Q21. What will the exercise price of the New Options be?

All New Options will be granted with an exercise price equal to the closing price of Adobe's common stock as reported on the Nasdaq National Market on the date the New Options are granted. This date has not yet been determined.

Q22. What will be the vesting schedule of the New Options?

The New Options will be new grants and will be completely unvested at the time of grant. The New Options will vest 25% on the first anniversary of the date of grant, and monthly thereafter such that 50% and 100% of the New Options will be vested on the second and third anniversary of the grant date, respectively.

Q23. What will the term of the New Options be?

The New Options will have a term of six years from the date of grant. This approximates the weighted average remaining term of all Eligible Options.

Q24. What will the other terms and conditions of the New Options be?

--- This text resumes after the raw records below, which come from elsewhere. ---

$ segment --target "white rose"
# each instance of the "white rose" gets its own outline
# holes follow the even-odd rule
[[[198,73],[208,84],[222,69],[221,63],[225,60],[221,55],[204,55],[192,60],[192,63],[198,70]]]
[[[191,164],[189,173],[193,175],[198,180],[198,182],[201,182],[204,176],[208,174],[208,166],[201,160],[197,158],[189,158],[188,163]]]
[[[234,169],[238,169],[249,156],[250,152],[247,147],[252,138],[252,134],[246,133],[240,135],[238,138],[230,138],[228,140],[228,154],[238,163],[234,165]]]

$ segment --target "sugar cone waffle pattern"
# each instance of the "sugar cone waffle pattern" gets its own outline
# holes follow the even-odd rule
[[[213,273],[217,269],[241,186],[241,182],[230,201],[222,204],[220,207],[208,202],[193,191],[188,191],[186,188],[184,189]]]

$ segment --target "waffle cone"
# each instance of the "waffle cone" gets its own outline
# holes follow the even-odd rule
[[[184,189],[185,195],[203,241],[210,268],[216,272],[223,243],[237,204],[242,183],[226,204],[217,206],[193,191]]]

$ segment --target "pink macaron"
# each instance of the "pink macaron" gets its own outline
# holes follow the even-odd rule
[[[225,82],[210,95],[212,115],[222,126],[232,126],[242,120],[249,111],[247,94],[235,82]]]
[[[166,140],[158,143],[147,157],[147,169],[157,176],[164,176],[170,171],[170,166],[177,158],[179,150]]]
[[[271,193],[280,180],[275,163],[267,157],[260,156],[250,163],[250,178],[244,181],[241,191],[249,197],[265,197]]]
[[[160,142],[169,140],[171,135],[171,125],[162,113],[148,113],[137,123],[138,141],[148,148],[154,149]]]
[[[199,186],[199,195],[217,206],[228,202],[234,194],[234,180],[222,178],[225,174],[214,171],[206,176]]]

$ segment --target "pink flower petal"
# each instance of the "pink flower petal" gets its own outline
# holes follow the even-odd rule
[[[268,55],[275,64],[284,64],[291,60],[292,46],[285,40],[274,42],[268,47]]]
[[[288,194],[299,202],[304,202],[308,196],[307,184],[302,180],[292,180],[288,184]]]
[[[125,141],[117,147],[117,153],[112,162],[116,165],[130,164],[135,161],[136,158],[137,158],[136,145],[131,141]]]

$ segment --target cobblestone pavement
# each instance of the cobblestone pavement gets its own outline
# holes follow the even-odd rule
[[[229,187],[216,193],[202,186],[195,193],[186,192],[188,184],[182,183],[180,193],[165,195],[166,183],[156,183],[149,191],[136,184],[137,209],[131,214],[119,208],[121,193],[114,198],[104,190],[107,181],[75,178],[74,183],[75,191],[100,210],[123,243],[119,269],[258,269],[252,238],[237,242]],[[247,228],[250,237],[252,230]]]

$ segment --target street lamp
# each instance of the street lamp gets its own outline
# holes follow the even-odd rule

The other terms and conditions of the New Options will be set forth in an option agreement to be entered into as of the grant date of the New Options and will be comparable to the other terms and conditions of the Eligible Options. The New Options will be granted from the 2003 Equity Incentive Plan, if approved by our stockholders; otherwise, they will be granted from the 1994 Stock Option Plan or 1999 Equity Incentive Plan. The New Options will be nonstatutory stock options under U.S. tax laws, regardless of the tax status of the Eligible Options tendered for exchange. The shares of common stock for which the New Options will be exercisable will be registered with the SEC.

Q25. If the exercise price of the New Options is higher than the exercise price of the Eligible Options I exchanged, can I revert back to my original Eligible Options with their original exercise price?

No, once your Eligible Options have been surrendered for exchange, it is not possible to regrant them. The fair market value of Adobe's common stock on the grant date of the New Options cannot be predicted at this time, and it is possible that your New Options may have a higher exercise price than your Eligible Options. You will need to carefully consider the exercise price of your Eligible Options and your expectations of what the fair market value of Adobe's common stock will be on the grant date of the New Options as this grant date will be more than six months after your Eligible Options are surrendered for exchange.

Q26. If the New Options granted to me end up being out-of-the-money, will another Option Exchange Program be offered by Adobe?

At this time, we do not expect to implement another Option Exchange Program.